Like Howard, I found the job market tough when I gave up freelancing, and grudgingly accepted a spot at Amazon. Like Howard, I was a good decade older than most of my co-workers, who rightly thought they had landed a fine entry-level job in an exciting company. These “self-styled hipsters” were intelligent, dedicated people whose enthusiasm was infectious, especially as the company continued to hit so many nerves in both the virtual and real worlds. I was frequently struck that Amazon.com existed as much for its employees as it did for its management team, shareholders, and appreciative customers.
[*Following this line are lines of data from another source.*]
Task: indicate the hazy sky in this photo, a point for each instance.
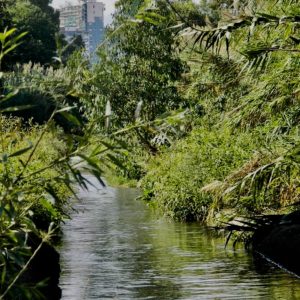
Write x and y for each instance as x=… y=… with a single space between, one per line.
x=109 y=5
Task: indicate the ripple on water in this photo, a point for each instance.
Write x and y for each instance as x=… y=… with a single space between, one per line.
x=115 y=248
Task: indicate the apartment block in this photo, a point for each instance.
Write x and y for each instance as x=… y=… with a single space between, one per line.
x=85 y=19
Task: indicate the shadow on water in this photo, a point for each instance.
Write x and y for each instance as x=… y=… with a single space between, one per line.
x=116 y=248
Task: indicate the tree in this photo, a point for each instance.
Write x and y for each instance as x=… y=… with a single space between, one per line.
x=41 y=22
x=139 y=64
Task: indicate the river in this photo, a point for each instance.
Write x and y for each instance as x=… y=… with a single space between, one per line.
x=115 y=247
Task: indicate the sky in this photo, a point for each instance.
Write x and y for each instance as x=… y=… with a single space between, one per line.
x=109 y=5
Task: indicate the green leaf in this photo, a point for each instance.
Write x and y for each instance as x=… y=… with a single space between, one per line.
x=22 y=151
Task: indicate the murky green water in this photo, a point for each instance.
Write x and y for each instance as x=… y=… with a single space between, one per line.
x=115 y=248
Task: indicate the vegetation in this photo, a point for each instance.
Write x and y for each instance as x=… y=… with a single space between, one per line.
x=241 y=156
x=199 y=103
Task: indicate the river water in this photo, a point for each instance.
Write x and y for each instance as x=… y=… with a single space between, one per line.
x=115 y=247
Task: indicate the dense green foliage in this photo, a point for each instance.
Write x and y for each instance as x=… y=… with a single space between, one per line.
x=200 y=102
x=242 y=154
x=41 y=22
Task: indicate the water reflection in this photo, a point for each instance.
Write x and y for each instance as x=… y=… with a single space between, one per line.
x=116 y=248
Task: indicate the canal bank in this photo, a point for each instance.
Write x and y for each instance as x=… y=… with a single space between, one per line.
x=116 y=248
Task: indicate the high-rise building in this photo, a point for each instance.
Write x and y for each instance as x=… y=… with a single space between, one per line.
x=85 y=19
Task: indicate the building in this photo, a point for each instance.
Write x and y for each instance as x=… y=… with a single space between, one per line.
x=85 y=19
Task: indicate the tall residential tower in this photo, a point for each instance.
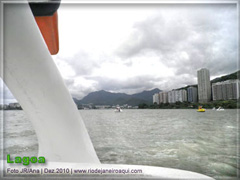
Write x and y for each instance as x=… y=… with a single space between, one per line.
x=204 y=86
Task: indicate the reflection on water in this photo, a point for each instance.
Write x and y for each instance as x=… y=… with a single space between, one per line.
x=185 y=139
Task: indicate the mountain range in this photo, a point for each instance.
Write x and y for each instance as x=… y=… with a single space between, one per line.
x=107 y=98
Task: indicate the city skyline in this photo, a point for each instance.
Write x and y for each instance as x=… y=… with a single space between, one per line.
x=134 y=48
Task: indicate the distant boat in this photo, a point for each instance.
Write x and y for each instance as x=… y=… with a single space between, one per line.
x=200 y=109
x=220 y=109
x=118 y=109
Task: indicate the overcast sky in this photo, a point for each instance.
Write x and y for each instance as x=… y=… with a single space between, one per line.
x=131 y=48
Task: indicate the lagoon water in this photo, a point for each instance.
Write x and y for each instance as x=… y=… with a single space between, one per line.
x=184 y=139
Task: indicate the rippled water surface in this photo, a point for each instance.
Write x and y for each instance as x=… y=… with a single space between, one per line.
x=185 y=139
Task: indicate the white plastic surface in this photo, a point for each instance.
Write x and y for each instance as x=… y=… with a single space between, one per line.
x=36 y=83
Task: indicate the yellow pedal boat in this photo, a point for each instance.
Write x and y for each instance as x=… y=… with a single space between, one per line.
x=200 y=109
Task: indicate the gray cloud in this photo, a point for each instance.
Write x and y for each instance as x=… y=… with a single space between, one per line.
x=207 y=34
We all knew we deserved more than $10/hour, but along with generous benefits, it was way more than what I had earned working at that bastion of overqualified booksellers and literary individuality, the Elliott Bay Book Company, even after four years.

I walked away from my modest, yet valuable, Amazon stock option to join another rising Internet company offering a bigger salary and a better fit with my experience. I have no doubt my tenure at Amazon was a significant factor in getting me a better job. I’m equally sure that had I stayed, I could have looked forward to a long, exhausting, fulfilling, and lucrative career.

Ted Fry

Seattle


Beanie Baby bull

Richard Howard’s bitch on Amazon.com brings to light one of the real problems of our time—the New York Stock Exchange. I start a company, so I get a billion shares of stock. I sell a couple billion more shares to people who can’t even spell Internet. Now I’m CEO of this multibillion-dollar company that sells $150 million worth of books—one thousandth of what my company is supposed to be worth. So tell me why this stock keeps going up and up and up? It’s the new bullshit Beanie Baby economy, run by suits and ties! Never mind your 10-buck-an-hour job; imagine how that Chinese kid who makes $1,500 stuffed animals out of a penny’s worth of fake fur and beans feels—for a quarter a day!